Save at least 5 to 10 percent of your annual income for longer- term financial goals such as retirement. But if you are starting late, say at the age of 50 years or so, this amount may not be enough. You must save atleast 15 to 20 percent of your income and be sure to invest your savings properly to grow it further. In this way you can nullify the effect of Inflation and various state and federal government taxes.
Don’t Let Your Money Sit Idle : –
Money not invested properly loses its value with time due the adverse effect of Inflation. Let us assume a conservative 4 percent rate of annual inflation. The purchasing power of 100 dollars will be equal to just 50 dollars after 18 years. So, be sure that your savings are invested properly in various investment vehicles.
But before you select a specific investment, first determine your investment needs and goals. Why are you saving money- what are you going to use it for? Establishing objectives is important because the expected use of the money helps you determine how long to invest it. And ,that, in turn helps you determine which investments to choose. The risk level of your investments should also factor in your time frame and your comfort level. Investing in high- risk vehicles doesn’t make sense especially at this age of 50- 55 years.

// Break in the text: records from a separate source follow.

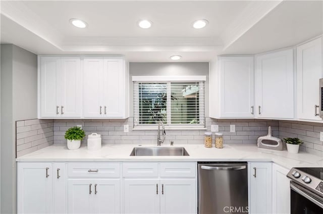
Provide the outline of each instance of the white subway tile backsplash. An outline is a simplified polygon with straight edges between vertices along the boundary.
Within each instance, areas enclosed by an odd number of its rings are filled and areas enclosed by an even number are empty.
[[[17,121],[16,125],[16,149],[17,157],[53,143],[52,120],[20,121]],[[59,130],[59,128],[58,129]]]

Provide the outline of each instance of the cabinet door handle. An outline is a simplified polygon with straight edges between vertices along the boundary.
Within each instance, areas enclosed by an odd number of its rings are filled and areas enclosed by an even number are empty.
[[[60,168],[57,169],[57,178],[60,178],[61,177],[61,176],[60,175],[60,170],[61,170],[61,169]]]
[[[48,167],[46,168],[46,178],[48,178],[48,177],[49,177],[49,175],[48,175],[48,170],[49,169],[49,168],[48,168]]]
[[[317,108],[319,107],[319,105],[314,105],[314,107],[315,108],[315,113],[314,113],[314,115],[315,116],[318,116],[319,114],[317,114]]]
[[[254,174],[253,175],[253,176],[255,178],[256,177],[257,177],[257,171],[256,171],[257,168],[256,168],[255,167],[254,167],[253,170],[254,170]]]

Reduction In Purchasing Power Due To Inflation
Inflation Rate Reduction in purchasing power after 10 yrs
2 percent (-) 18 percent
4 percent (-) 32 percent
6 percent (-) 44 percent
8 percent (-) 54 percent
10 percent (-) 61 percent
Sizing Investment Risks : –
Before you invest, ask yourself these questions : –
— What am I saving and investing this money for? What’s my goal?
— What is my timeline for this investment? When will I use this money?
— What is the historical volatility of the investment I’m considering? Does that suit my comfort level and timeline for this investment ?
Prioritizing Your Savings Goals : –
By now, as I have repeatedly mentioned, most of you must have finalised your financial goals. Your financial goals, at this age, may include:-
— Owning Your Home
— Making major purchases like car, vacations, fancy furniture etc.
— Saving for Retirement life.
— College Education of Kids
— Owning your own small business.
Accomplishing such goals almost always requires money. A Chinese proverb says “ Do not wait until you are thirsty to dig well”. So don’t wait any further, as it may already be late.
Diversifying Your Investments : –
Some of the investment vehicles which are available for investments are as follows : –
1 C.Ds and Bonds : – This meets your emergent requirement of funds. These are also suitable for conservative investors.
2 Mutual Funds : – These can be Equity, hybrid or balanced funds. In addition Index funds can also be considered. But the investment horizon should be long, say 3 to 5 years.
3 Immovable Property or Real Estate : – When the amount is sufficiently large and the requirement is not urgent.
4 Equities or Stocks : – This option, although quite volatile, is available for the investors who can take or withstand higher risk.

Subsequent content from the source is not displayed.